The plaintiff organizations include the Florida Immigrant Coalition (FLIC), Farmworker Association of Florida (FWAF), WeCount!, Americans for Immigrant Justice, Hope Community Center, QLatinx, Westminster Presbyterian United Church, The Guatemalan-Maya Center, Inc., and the Family Action Network Movement. The suit was filed by attorneys with the Community Justice Project, INC., the Immigration Clinic at the University of Miami School of Law, and the Southern Poverty Law Center (SPLC).
“We celebrate that even before going to trial, a provision of S.B. 168, the entanglement of local police in transporting detained people for ICE, has been struck down as unconstitutional,” said Maria Rodriguez, Executive Director of FLIC. “We look forward to arguing how S.B. 168, motivated by racism, is harmful not just to the families targeted, but also to our democracy, our safety, and our budgets.”
“Our members have been on the frontlines, pushing back against our state’s growing collaboration with ICE and the white supremacist agenda of hate groups like FAIR and FLIMEN,” said Oscar Londoño, Executive Director of WeCount!. “We look forward to trial and to proving that S.B. 168 is discriminatory and unconstitutional, and has no place in Florida.”
Antonio Tovar, outgoing Executive Director of FWAF, recounted that, “We fought this bill before becoming law because Florida’s economy depends on working immigrants and visitors, and its implementation only encourages profiling people by authorities. We are happy to see the judicial system starting to agree with us.”
“We are encouraged by the judge’s decision that the transportation provision is unconstitutional,” said Laura Pichardo-Cruz, Executive Director of the Hope CommUnity Center. “At the heart of Hope’s work is the protection and celebration of the immigrant community. We are confident that the evidence at trial will reveal that S.B. 168 is unconstitutional and exists primarily to vilify, scapegoat, and target that very community.”
“It’s our communities, not ICE, who hold the solutions to public safety,” said Oliver Torres, a Senior Outreach Paralegal for the SPLC’s Immigrant Justice Project. “The Court’s order is a step in the right direction and we’re eager to enter trial knowing that we can improve the safety and well-being of our communities by ending Florida’s entanglement with ICE.”
In the upcoming trial, the Plaintiffs and advocates will argue that S.B. 168 violates the Equal Protection Clause and is discriminatory in both its intent and impact.

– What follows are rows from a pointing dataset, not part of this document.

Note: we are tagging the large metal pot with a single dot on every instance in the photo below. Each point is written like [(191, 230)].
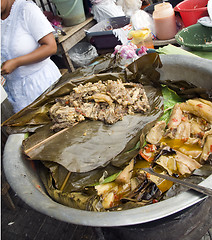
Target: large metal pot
[(25, 181)]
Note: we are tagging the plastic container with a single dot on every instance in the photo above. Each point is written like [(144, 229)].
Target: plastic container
[(192, 10), (164, 21), (82, 54), (141, 37), (71, 11), (101, 35), (196, 37)]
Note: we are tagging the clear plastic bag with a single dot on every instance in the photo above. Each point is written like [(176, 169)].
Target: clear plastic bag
[(82, 54), (103, 9)]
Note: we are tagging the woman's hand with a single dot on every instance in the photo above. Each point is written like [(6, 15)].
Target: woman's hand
[(48, 47), (9, 66)]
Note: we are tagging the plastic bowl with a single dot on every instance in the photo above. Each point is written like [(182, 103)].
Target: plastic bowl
[(192, 10), (196, 37)]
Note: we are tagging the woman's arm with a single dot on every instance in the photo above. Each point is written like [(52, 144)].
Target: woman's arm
[(48, 47)]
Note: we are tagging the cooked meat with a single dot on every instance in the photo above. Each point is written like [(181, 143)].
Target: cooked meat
[(156, 133), (175, 118), (107, 102), (174, 122), (125, 176), (207, 149)]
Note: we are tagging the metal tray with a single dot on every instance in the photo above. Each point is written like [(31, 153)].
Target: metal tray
[(25, 182)]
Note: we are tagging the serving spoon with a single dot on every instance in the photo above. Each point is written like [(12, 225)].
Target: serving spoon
[(198, 188)]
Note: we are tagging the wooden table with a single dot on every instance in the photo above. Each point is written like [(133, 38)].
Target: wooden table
[(73, 35)]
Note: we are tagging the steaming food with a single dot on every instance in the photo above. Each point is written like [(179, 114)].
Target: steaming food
[(105, 101)]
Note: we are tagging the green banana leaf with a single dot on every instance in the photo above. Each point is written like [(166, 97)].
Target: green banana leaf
[(36, 114)]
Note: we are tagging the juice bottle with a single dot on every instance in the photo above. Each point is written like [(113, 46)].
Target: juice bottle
[(164, 21)]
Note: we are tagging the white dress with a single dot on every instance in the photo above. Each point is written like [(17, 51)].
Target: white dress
[(20, 33)]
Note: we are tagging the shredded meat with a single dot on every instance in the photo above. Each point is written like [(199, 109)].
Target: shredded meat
[(106, 101)]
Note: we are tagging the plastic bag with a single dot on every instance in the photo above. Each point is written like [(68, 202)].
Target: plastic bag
[(130, 6), (82, 54), (103, 9)]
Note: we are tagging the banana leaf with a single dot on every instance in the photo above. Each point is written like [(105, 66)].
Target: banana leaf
[(90, 144), (36, 114)]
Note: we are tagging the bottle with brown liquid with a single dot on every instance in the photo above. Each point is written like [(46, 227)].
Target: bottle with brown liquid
[(164, 21)]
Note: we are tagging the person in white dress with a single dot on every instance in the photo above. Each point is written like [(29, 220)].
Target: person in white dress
[(27, 42)]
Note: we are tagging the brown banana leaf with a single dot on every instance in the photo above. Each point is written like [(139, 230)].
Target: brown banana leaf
[(68, 181), (93, 144), (36, 114)]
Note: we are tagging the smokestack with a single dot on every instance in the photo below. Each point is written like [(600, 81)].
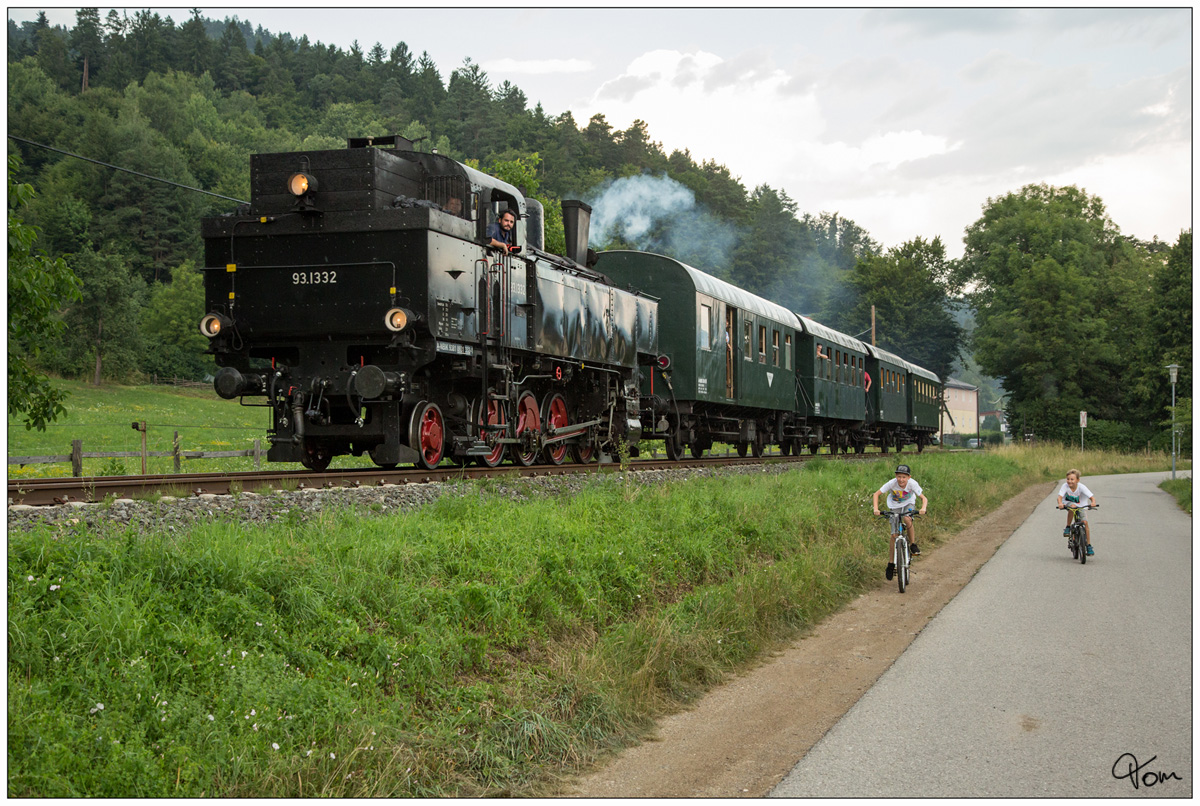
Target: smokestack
[(576, 226)]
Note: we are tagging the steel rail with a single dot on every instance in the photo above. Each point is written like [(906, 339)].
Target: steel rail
[(48, 492)]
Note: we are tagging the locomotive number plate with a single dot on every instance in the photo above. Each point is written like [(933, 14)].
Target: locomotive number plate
[(313, 277)]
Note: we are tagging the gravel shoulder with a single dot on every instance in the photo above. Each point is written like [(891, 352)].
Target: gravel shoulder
[(744, 737)]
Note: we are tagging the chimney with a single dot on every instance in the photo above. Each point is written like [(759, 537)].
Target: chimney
[(576, 226)]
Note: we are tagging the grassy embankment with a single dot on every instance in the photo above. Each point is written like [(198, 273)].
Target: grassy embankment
[(480, 645), (1181, 488), (102, 416)]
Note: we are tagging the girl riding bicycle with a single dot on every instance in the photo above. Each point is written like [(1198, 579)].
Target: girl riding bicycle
[(1073, 492), (903, 493)]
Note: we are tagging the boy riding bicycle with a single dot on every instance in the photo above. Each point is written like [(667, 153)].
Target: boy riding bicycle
[(903, 493), (1073, 492)]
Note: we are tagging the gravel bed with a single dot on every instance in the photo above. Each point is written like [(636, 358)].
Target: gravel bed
[(172, 513)]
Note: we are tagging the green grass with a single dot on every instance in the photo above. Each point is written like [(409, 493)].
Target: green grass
[(1181, 488), (102, 416), (477, 647)]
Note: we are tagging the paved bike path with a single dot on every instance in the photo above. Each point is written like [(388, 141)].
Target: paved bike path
[(987, 701)]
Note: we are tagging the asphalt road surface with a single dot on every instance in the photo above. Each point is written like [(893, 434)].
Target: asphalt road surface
[(1044, 677)]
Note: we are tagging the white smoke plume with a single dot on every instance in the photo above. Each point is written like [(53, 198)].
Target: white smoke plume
[(657, 214)]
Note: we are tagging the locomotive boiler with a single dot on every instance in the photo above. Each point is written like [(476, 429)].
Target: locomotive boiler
[(357, 300)]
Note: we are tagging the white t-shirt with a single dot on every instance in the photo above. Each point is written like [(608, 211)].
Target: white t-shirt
[(901, 499), (1081, 495)]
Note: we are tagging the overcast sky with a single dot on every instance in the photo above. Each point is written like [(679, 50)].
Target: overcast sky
[(901, 120)]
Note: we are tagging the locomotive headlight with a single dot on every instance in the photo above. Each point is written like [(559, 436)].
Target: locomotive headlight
[(301, 184), (213, 324), (397, 319)]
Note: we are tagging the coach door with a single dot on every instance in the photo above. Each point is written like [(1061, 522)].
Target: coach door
[(730, 313)]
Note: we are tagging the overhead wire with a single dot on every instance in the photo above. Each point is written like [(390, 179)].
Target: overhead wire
[(156, 179)]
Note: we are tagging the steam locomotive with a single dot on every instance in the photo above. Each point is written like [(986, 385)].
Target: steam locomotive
[(357, 298)]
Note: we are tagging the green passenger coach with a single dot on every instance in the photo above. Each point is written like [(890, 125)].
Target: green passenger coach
[(832, 366), (727, 365)]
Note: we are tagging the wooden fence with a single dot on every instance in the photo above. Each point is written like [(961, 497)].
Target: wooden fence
[(77, 455)]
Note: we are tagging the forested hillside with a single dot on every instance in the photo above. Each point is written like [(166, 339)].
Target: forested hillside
[(191, 101)]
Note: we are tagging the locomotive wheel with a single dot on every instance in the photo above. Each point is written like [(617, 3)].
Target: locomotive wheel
[(426, 434), (556, 417), (495, 417), (527, 420), (316, 456)]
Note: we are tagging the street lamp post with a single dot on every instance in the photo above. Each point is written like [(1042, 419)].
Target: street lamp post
[(1175, 373)]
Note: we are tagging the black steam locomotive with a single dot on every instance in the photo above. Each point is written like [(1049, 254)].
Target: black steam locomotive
[(358, 295)]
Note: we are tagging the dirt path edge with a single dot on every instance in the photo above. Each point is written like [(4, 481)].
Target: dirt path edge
[(742, 738)]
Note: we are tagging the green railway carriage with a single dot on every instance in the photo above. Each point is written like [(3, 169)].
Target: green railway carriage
[(924, 403), (891, 410), (732, 358), (832, 401)]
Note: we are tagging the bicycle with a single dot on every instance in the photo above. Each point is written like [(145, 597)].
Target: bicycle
[(1078, 539), (900, 555)]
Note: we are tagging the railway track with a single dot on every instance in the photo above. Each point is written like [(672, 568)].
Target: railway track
[(49, 492)]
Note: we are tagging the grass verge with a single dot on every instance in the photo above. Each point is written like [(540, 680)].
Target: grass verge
[(1181, 488), (477, 647)]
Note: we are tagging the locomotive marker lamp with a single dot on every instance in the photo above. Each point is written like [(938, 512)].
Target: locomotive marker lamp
[(304, 187), (213, 324), (1174, 368), (399, 318)]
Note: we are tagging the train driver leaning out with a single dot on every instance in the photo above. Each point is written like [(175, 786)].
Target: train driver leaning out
[(501, 233)]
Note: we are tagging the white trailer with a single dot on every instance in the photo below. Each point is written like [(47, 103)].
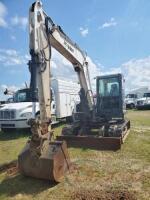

Judge Bloom also denied both Defendants’ and Plaintiffs’ motions for summary judgement. In doing so, Judge Bloom commented on the Plaintiffs’ evidence that anti-immigrant groups like Floridians for Immigration Enforcement (FLIMEN) and the Center for Immigration Studies (CIS) were involved in the drafting of S.B. 168.
“Unsurprisingly, the issues of whether controversial groups like FLIMEN, FAIR, and CIS participated in drafting and developing SB 168, and to what extent, are among the most contentious in this litigation,” Judge Bloom wrote in her order. “Moreover, despite Defendants’ representations to the contrary, Plaintiffs offer a wide array of evidence that, at the very least, raises reasonable inferences that these organizations were actively involved in drafting, editing, and reviewing SB 168 leading up to its enactment.”
The SPLC classifies CIS and FAIR as anti-immigrant hate groups, and FLIMEN as an anti-immigrant group. S.B. 168 targets Black and brown individuals based on their race and national origin, in addition to eroding trust between communities and law enforcement.